Je n'y crois pas trop, car ils ne veulent pas d'une guerre directe avec les Occidentaux. Une interception des missiles sur l'instant aurait suffisamment servi leurs intérêts en démontrant au monde qu'ils restent maîtres dans ce pays. Mais il est clair que leur non-réaction donne au contraire un message de faiblesse qu'ils ne souhaitent pas donner. En effet, cela fait partie de la dissuasion. Si on a fait une menace de réplique en cas d'attaque et que lorsque l'attaque a effectivement lieu, on ne réagit pas, on perd toute crédibilité. Tout dépend donc de leur volonté de défendre cette crédibilité. Ira-t-elle jusqu'à risquer l'escalade incontrôlée ?

3. Un accord entre Trump et Poutine a eu lieu

Je n'exclus pas du tout cette possibilité. Le choix des objectifs de ces frappes limitées signifie peut-être que le président américain a à nouveau choisi de sauver la face, et calmer les faucons de son administration sans avoir à les suivre sur le chemin qu'ils cherchent à lui faire prendre, et ainsi ne pas risquer une confrontation directe avec les Russes. Dans ce cas, nous verrons comme souvent la pression retomber dans les prochains jours. Jusqu'à la prochaine fois...
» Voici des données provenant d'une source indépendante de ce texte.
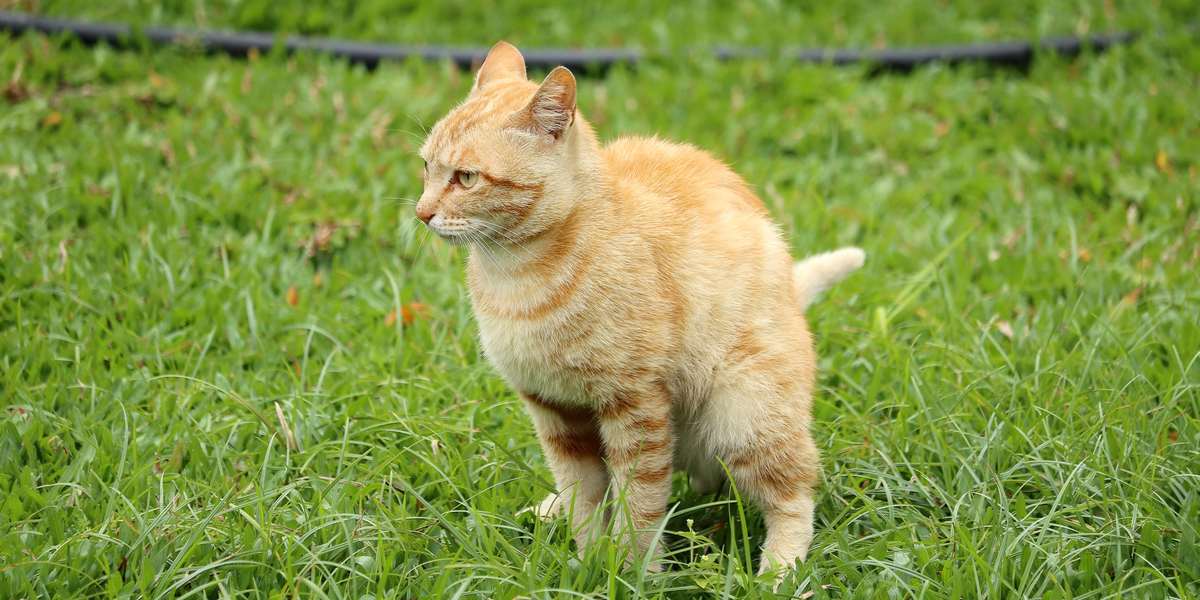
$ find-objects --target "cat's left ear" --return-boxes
[470,40,526,92]
[527,67,575,139]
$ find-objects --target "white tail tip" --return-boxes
[792,247,866,307]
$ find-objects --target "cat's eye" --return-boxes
[454,170,479,190]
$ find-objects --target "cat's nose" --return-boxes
[416,206,437,224]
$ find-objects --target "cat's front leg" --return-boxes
[521,394,608,554]
[598,384,674,570]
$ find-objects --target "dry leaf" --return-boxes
[400,302,430,325]
[996,320,1013,340]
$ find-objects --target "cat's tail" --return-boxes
[792,246,866,308]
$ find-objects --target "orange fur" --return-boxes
[418,42,862,569]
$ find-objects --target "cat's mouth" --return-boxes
[426,215,473,245]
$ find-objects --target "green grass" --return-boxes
[0,2,1200,599]
[23,0,1198,50]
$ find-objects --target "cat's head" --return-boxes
[416,42,594,244]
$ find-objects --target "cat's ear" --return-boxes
[527,67,575,139]
[470,40,526,92]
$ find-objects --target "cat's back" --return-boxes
[602,137,767,215]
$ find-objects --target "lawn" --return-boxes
[0,1,1200,599]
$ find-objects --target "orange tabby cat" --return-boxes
[416,42,864,571]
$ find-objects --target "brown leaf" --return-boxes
[1121,286,1141,306]
[996,320,1013,340]
[4,82,29,104]
[400,302,430,325]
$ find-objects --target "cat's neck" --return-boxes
[469,127,616,283]
[469,185,612,283]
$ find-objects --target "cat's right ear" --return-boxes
[526,67,575,139]
[470,40,526,94]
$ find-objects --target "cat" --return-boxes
[416,42,865,572]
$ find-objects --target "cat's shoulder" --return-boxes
[602,136,764,212]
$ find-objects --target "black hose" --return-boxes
[0,11,1136,71]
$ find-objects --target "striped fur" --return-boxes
[418,42,862,569]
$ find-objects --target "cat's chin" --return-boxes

4. Les Russes acceptent de perdre du terrain face aux Occidentaux plutôt que risquer une confrontation

Ne comptez pas trop sur celle-ci ! La nouvelle Russie, celle qui a relevé la tête et a décidé de ne plus se laisser mener par le bout du nez est toujours là, bien plus que jamais. Désormais, elle défendra chaque lopin de terre que les Occidentaux chercheront à lui faire lâcher. Et jamais les Russes n'accepteront de lâcher la Syrie.

Bref on le voit, on ne sait encore pas grand chose sur les causes de la non-réaction de la Russie, peut-être provisoire, mais on devrait en apprendre plus dans les prochains jours. Espérons en tout cas que cette situation explosive n'échappe pas à tout contrôle.